Hello all. I wanted to see if I can get some insight into the problems I am having with my new pistol. About 2 months ago I bought a CZ 75 compact 40. The first couple of hundred rounds functioned fine but the latest 200 I put through it have brought up some issues with the gun.

The first and most disturbing problem is the gun's tendency to fail to feed the last round from the mag. The bullet nose tends to get jammed above the breech rather than entering it. The rim of the cartridge is still being held by the mag feed lips and the slide is about .5" or so from closing. This has happened many times when shooting Winchester FMJ for practice. I can't for the life of me figure this one out.

The second problem is that as of today the slide now does not stay open after the last round is fired. IT used to work fine but every mag full I shot today did this. There seems to be no indication on the mag follower or the slide lock as to why this is happening. This is with either mag I use.

I figure this will likely require a call to, and likely a shipment of gun to CZ but wanted to see if anyone else has heard of this.


----------



## specter (Jul 24, 2006)

Well..... upon close inspection under magnification, I now see the problem with the last shot hold open. Both the slide stop and the notch in the slide display obvious signs of deformation where the two pieces contact each other. Instead of both parts meeting squarely, they each have a bit of angle now. I'm really surprised there is enough forward motion in the slide, at that short part of the stroke before it catches, to have caused such damage. Regardless, this one's gotta go back to CZ. If I can get any macro photos to post here, I'll show you what I found.
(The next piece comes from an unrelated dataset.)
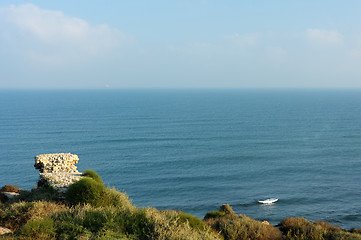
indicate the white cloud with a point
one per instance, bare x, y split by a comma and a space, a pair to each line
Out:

I don't know if this has any correlation to the last shot fail to feed issue but I guess that is a moot point now. Given the damage to the notch in the slide, I imagine they will replace the gun. Can't just replace the slide since the slide, barrel and frame all have the serial.


----------



## specter (Jul 24, 2006)

I sent the pistol to CZ and received it back within a week. IF nothing else, they are prompt. But they also managed to eliminate the problems from my pistol. The work the did included:

1. replace slide stop
2. debur and square the notch in the slide where the stop catches
3. replaced magazine springs with custom Wolff springs
4. tweaked the magazine feed lips
5. polished the chamber

I have since put about 150 rounds though the gun without a hitch. I hope the fix holds but have no qualms about sending it back to the again should the need arise.


----------



## dondavis3 (Aug 2, 2009)

I'm glad you got it fixed.

Congratulations.

:smt1099


----------